Hoplerythrinus cinereus
- Conservation status: Data Deficient (IUCN 3.1)

Scientific classification
- Kingdom: Animalia
- Phylum: Chordata
- Class: Actinopterygii
- Division: Teleostei
- Order: Characiformes
- Family: Erythrinidae
- Genus: Hoplerythrinus
- Species: H. cinereus
- Binomial name: Hoplerythrinus cinereus (Gill, 1858)
- Synonyms: Erythrinus cinereus Gill, 1858;

= Hoplerythrinus cinereus =

- Authority: (Gill, 1858)
- Conservation status: DD
- Synonyms: Erythrinus cinereus Gill, 1858

Species of fish

Hoplerythrinus cinereus, the yarrow or yellowhead wolffish, is a species of freshwater ray-finned fish belonging to the family Erythrinidae, the trahiras. This species is endemic to the western drainage sistems on the island of Trinidad in Trinidad and Tobago, but is of uncertain taxonomic status.

==Taxonomy==
Hoplerythrinus cinereus was first formally described as Erythrinus cinereus in 1858 by the American biologist Theodore Gill, with its type locality given as "Trinidad Island, West Indies". It was listed as a valid species of Erythrinus by Osvaldo Takeshi Oyakawa in 2003. However, the International Union for Conservation of Nature classify H. cinereus as data deficient because they regard it as insufficiently studied to demonstrate that it is not a junior synonym of H. unitaeniatus.
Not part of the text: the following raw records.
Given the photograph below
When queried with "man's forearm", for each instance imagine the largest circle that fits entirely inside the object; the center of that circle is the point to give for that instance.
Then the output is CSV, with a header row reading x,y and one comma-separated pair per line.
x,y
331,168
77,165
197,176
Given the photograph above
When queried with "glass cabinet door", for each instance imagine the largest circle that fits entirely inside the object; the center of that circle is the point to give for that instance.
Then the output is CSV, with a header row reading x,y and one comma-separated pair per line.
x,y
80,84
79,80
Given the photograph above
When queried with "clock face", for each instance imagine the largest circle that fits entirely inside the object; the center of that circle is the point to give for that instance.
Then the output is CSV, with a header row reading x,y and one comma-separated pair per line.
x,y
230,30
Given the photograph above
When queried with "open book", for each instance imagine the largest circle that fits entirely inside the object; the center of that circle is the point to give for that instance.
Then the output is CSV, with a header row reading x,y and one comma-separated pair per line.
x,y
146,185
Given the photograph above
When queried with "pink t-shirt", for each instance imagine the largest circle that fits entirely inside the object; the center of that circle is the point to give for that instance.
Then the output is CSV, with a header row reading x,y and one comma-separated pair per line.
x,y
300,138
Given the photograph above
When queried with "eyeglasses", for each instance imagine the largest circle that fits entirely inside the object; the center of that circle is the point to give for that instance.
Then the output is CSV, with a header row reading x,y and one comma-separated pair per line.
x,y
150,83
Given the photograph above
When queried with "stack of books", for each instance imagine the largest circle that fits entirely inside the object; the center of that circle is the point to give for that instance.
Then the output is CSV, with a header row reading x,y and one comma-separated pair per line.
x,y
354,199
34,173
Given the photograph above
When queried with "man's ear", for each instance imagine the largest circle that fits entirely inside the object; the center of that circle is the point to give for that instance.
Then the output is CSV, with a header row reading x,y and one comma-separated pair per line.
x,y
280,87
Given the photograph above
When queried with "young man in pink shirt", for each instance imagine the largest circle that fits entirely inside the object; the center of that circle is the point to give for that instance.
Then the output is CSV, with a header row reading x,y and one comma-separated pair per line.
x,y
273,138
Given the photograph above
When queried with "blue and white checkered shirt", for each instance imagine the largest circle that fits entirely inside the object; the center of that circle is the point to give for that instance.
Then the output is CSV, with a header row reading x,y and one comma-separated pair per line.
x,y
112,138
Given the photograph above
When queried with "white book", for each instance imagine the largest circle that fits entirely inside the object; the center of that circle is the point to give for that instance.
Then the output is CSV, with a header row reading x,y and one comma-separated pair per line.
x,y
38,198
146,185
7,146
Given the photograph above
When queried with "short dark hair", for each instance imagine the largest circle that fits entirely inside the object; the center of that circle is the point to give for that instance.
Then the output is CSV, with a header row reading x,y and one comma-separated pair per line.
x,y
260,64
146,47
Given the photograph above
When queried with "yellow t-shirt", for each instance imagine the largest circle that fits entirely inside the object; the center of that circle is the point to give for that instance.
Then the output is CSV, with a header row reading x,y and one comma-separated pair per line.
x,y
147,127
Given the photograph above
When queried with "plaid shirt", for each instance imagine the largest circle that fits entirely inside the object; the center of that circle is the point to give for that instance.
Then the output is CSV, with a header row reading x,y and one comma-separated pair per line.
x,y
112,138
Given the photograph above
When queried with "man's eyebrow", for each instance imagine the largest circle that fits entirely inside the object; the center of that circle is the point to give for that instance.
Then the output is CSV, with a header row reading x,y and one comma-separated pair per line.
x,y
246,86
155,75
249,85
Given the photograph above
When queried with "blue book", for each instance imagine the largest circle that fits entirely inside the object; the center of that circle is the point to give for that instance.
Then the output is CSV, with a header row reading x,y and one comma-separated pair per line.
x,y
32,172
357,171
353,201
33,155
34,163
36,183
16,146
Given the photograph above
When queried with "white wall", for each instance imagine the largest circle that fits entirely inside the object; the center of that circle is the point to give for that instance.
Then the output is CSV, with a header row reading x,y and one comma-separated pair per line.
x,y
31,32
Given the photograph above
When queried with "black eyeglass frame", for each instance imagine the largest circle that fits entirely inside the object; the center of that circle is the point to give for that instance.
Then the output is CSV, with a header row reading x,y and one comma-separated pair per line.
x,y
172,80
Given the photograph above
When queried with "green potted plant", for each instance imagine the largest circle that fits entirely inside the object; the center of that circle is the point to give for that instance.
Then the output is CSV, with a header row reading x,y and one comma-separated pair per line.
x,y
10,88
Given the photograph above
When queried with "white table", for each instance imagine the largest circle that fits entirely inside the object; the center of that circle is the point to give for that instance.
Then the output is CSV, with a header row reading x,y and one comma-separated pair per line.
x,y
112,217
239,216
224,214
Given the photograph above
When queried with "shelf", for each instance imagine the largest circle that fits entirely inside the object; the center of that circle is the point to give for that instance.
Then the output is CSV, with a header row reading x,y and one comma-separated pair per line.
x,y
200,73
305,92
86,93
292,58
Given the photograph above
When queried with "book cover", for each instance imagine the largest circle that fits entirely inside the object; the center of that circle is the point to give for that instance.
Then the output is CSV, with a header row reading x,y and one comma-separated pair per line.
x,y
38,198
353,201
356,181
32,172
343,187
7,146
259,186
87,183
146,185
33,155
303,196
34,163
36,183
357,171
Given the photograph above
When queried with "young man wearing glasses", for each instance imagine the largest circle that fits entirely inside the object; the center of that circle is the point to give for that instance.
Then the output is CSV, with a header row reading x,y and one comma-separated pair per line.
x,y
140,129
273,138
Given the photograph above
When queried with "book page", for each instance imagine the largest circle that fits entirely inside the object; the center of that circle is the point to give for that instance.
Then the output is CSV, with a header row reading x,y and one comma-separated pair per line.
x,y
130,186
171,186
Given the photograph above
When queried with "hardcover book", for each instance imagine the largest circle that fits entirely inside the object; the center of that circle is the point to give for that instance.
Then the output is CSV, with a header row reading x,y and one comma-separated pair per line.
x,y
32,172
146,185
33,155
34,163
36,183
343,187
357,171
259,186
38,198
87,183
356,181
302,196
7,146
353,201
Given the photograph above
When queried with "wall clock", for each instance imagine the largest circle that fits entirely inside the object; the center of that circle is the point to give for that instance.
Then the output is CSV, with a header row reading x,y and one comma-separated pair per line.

This taxon is classified within the genus Hoplerythrinus in the family Erythrinidae, which is within the suborder Characoidei of the order Characiformes.

==Etymology==
Hoplerythrinus cinereus is a member of the genus Hoplerythrinus. This name combines the Greek hoplon, meaning "shield" or "armour", a reference to the infraorbital bones being large and covering the cheeks, with the genus name Erythrinus. These enlarged infraorbital bones are not unique to this genus, and all trahiras have them. The specific name cinereus means "ashy", i.e. grey, an allusion to the colour of this fish.

==Distribution and habitat==
Hoplerythrinus cinereus, if it is a valid species, is endemic to river catchments of the western part of the island of Trinidad in Trinidad and Tobago.